Greece Says it Will Receive Bailout Funds, Typhoon Lashes Philippines


Greece’s finance minister, Evangelos Venizelos, has said his country will receive the next installment of bailout funds in order to avoid defaulting on its debt and further destabilizing the global financial market. Greek Prime Minister George Papandreou is in Germany for meetings with Chancellor Angela Merkel, where he told business leaders, “Your contribution can be crucial” in moving Greece — and Europe — out of its debt crisis.

The International Monetary Fund and other eurozone leaders have stipulated a series of cost-cutting measures in exchange for the bailout funds, but the austerity measures, which target public sector workers, have elicited angry street protests in recent months.

Merkel has emphasized that in the long run, stimulus packages are not the answer to Greece’s debt problem, emphasizing economic growth and budgetary considerations instead. “The idea that you need to boost growth by taking on ever greater debt is the wrong idea. I am deeply convinced of that,” she said.

On Thursday, Germany will vote on a proposal that would increase the lending ability of a eurozone fund, a measure that is expected to pass.

On Tuesday’s NewsHour, Jeffrey Brown discussed efforts to keep the nation from defaulting with freelance reporter John Psaropoulos in Athens.

Watch the full episode. See more PBS NewsHour.

At Least 16 People Dead in Philippines Typhoon

Typhoon Nesat has brought flooding, power outages, and landslides to the Philippine island of Luzon and its capital, Manila, killing at least 16 people, with the death toll expected to rise. Nesat is 400 miles across and has brought wind gusts of up to 105 miles per hour as it moves across the Philippines before moving out toward the South China Sea by late Thursday.

Manila has been hard hit by flooding several feet high in some places, and major government offices, hospitals, schools, hotels and the Philippine Stock Exchange were shuttered by the floodwater. Nearly 2 million people are reportedly without power.

Though the Philippines is frequently hit by typhoons, Nesat is one of the largest this year, and is expected to force at least 100,000 more people to evacuate. Nesat comes one day after the Philippines marked two years since another typhoon, Ketsana, killed 500 people.

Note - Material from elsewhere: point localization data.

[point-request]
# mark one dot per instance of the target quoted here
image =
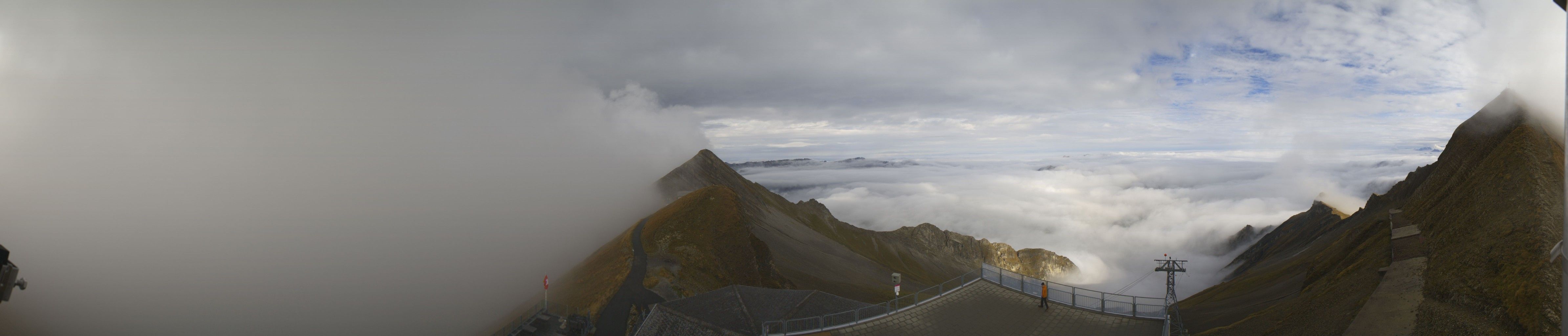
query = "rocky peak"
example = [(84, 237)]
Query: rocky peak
[(1029, 261)]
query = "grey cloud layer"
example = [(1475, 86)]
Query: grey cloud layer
[(1109, 213), (938, 79)]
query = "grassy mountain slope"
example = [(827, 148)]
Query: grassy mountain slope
[(1489, 209), (815, 250), (722, 230)]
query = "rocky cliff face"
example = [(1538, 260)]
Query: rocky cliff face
[(1489, 209), (1293, 236)]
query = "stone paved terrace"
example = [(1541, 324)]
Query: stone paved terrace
[(989, 308)]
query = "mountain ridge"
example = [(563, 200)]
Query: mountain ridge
[(1489, 209)]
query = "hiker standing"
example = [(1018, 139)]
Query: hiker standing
[(1043, 294)]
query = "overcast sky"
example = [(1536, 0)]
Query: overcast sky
[(985, 79), (416, 167)]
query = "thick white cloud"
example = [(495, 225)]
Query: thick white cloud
[(937, 79), (1109, 213), (308, 167)]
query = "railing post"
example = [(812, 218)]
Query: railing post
[(1101, 302)]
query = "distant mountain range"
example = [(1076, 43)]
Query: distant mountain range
[(722, 230), (1487, 211)]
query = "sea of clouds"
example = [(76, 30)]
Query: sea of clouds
[(1111, 213)]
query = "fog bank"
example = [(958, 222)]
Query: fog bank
[(1114, 213), (306, 167)]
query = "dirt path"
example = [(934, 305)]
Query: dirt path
[(615, 313)]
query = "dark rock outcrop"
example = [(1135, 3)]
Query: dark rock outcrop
[(1490, 209)]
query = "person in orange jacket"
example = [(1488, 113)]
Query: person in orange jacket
[(1043, 294)]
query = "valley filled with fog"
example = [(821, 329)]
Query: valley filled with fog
[(1111, 213)]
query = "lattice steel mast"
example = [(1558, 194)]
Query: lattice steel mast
[(1170, 267)]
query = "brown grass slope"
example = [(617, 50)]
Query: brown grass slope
[(1489, 209), (700, 242), (589, 286), (815, 250)]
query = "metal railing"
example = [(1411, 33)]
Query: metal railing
[(1087, 299), (1095, 301)]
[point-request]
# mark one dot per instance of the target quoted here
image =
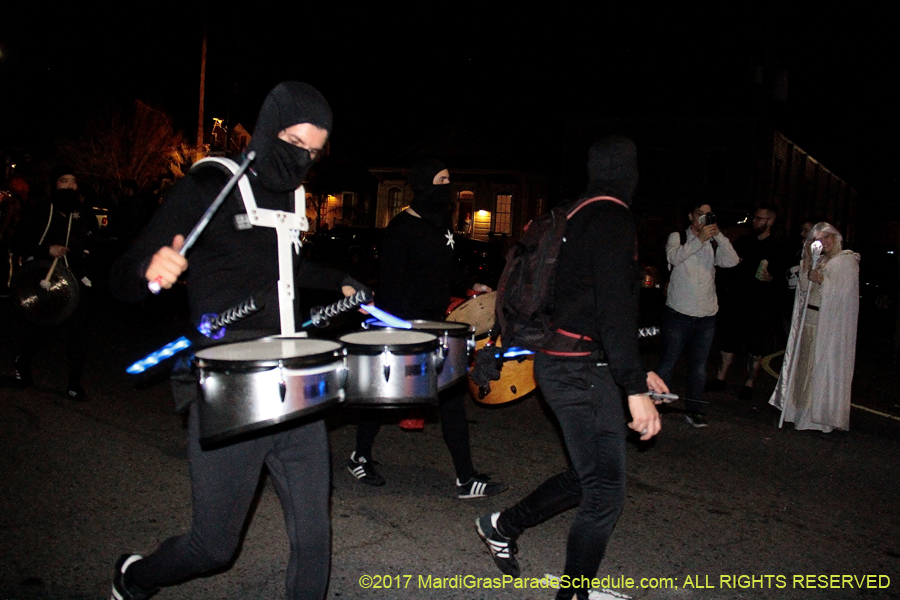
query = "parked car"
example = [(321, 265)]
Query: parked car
[(483, 262), (344, 243)]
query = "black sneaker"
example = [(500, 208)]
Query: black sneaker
[(479, 487), (696, 420), (76, 392), (23, 373), (122, 592), (364, 470), (503, 550)]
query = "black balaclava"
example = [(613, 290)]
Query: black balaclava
[(65, 200), (612, 168), (430, 201), (281, 166)]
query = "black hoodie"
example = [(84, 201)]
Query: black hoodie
[(230, 262), (597, 282)]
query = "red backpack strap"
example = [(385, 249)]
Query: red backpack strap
[(587, 201), (584, 203)]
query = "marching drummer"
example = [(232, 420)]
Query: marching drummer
[(60, 232), (231, 261), (418, 270)]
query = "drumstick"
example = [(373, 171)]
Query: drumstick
[(156, 285), (320, 316), (211, 325), (45, 282), (386, 317)]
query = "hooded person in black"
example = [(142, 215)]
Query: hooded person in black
[(64, 229), (230, 262), (418, 270), (596, 296)]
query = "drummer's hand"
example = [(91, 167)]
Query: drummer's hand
[(167, 265), (656, 384), (645, 418)]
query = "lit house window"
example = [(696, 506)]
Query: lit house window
[(503, 216), (347, 206), (395, 201)]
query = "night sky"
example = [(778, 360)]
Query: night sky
[(394, 76)]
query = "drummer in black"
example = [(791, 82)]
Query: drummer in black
[(231, 261), (59, 232), (418, 270)]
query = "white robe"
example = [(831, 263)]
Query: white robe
[(825, 405)]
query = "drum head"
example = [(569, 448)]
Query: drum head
[(268, 352), (403, 341), (48, 303), (477, 311)]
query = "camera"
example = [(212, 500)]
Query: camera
[(708, 219)]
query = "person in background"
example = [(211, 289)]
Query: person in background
[(814, 386)]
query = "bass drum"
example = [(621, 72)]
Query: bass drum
[(248, 386), (477, 311), (392, 367), (516, 380)]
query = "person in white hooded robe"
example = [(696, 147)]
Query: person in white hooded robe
[(813, 390)]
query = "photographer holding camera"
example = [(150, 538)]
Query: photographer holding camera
[(749, 320), (689, 321)]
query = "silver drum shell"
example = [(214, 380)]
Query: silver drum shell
[(391, 367), (457, 342), (241, 395)]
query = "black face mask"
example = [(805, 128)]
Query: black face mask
[(65, 200), (283, 168), (433, 204)]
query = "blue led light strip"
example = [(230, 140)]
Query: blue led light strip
[(158, 356)]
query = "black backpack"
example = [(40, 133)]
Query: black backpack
[(525, 293)]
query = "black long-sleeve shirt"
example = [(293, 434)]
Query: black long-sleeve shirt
[(597, 287), (418, 269), (229, 262)]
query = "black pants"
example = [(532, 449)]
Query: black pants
[(588, 405), (454, 427), (223, 483)]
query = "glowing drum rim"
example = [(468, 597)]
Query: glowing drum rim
[(392, 367), (248, 386), (477, 311), (457, 342)]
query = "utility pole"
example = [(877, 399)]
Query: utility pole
[(202, 88)]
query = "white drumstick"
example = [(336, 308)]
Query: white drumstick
[(45, 282)]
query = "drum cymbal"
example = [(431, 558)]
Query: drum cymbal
[(48, 303)]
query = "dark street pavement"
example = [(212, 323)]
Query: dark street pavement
[(84, 482)]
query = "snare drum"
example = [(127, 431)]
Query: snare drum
[(477, 311), (389, 367), (457, 341), (251, 385)]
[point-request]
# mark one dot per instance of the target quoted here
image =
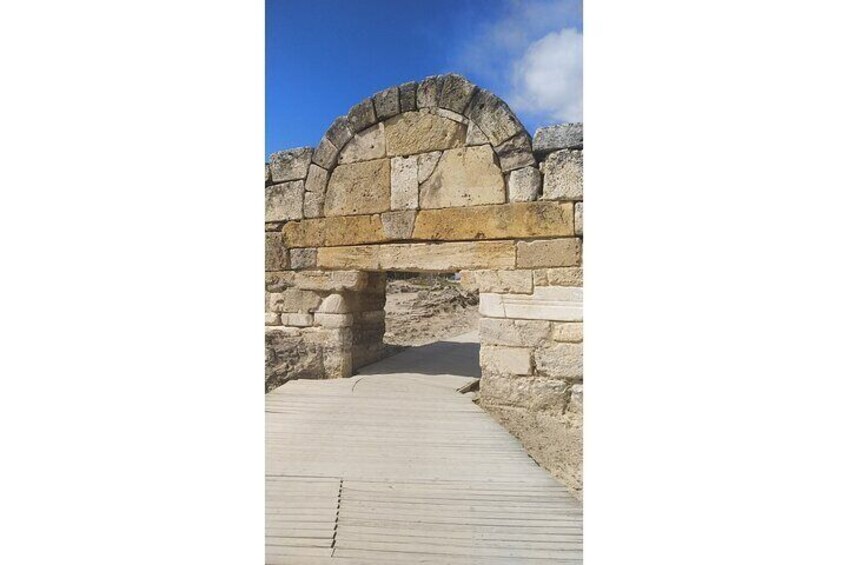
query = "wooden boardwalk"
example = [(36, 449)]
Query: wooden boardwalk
[(395, 466)]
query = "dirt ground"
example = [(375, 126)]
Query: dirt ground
[(422, 310)]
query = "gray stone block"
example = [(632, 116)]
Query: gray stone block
[(493, 116), (362, 116), (407, 96), (525, 184), (554, 138), (291, 164), (326, 154), (428, 92), (456, 93), (387, 103)]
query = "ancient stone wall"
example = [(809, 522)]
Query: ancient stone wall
[(436, 176)]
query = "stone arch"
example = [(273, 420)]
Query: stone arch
[(430, 176)]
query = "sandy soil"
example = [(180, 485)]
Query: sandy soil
[(421, 311)]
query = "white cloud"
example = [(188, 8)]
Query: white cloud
[(532, 55), (547, 80)]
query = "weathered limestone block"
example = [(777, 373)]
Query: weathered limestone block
[(517, 333), (291, 354), (515, 153), (284, 201), (549, 253), (443, 257), (335, 281), (428, 91), (398, 225), (291, 164), (333, 320), (563, 176), (456, 93), (278, 281), (325, 154), (560, 361), (557, 303), (493, 116), (339, 132), (534, 393), (571, 332), (272, 319), (387, 103), (335, 304), (358, 188), (334, 230), (475, 135), (365, 302), (515, 282), (525, 184), (292, 300), (362, 116), (561, 276), (411, 133), (366, 145), (578, 218), (316, 179), (404, 179), (296, 319), (276, 254), (304, 258), (338, 364), (467, 176), (313, 205), (427, 164), (316, 187), (408, 92), (554, 138), (506, 360), (350, 257), (337, 357), (517, 220), (449, 114)]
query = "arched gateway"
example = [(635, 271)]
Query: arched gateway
[(435, 176)]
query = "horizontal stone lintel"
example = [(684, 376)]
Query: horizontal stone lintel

200 Injured in Shanghai Subway Crash

At least 200 people were injured, three of them critically, when two subway trains collided in Shanghai after a signal failure. The crash occurred near a touristy area of central Shanghai Tuesday afternoon.

The crash brings further scrutiny to China’s train industry after a July high-speed rail crash killed 40 people. At the time, the accident raised criticism “that the country has moved too far, too fast with its high-speed rail,” GlobalPost Beijing correspondent Kathleen McLaughlin told the NewsHour.

16 Civilians Killed in Roadside Bomb in Western Afghanistan

Sixteen people — including 11 children — were killed when their station wagon hit a roadside bomb in Herat province in western Afghanistan, most from the same extended family, according to a local official. They were reportedly returning from an engagement party when the blast hit their vehicle.

Herat is generally considered one of the safer provinces in Afghanistan, and its capital is one of the cities handed over to the security of Afghan forces this year. But overall in Afghanistan, civilian casualties from the insurgency have been on the rise.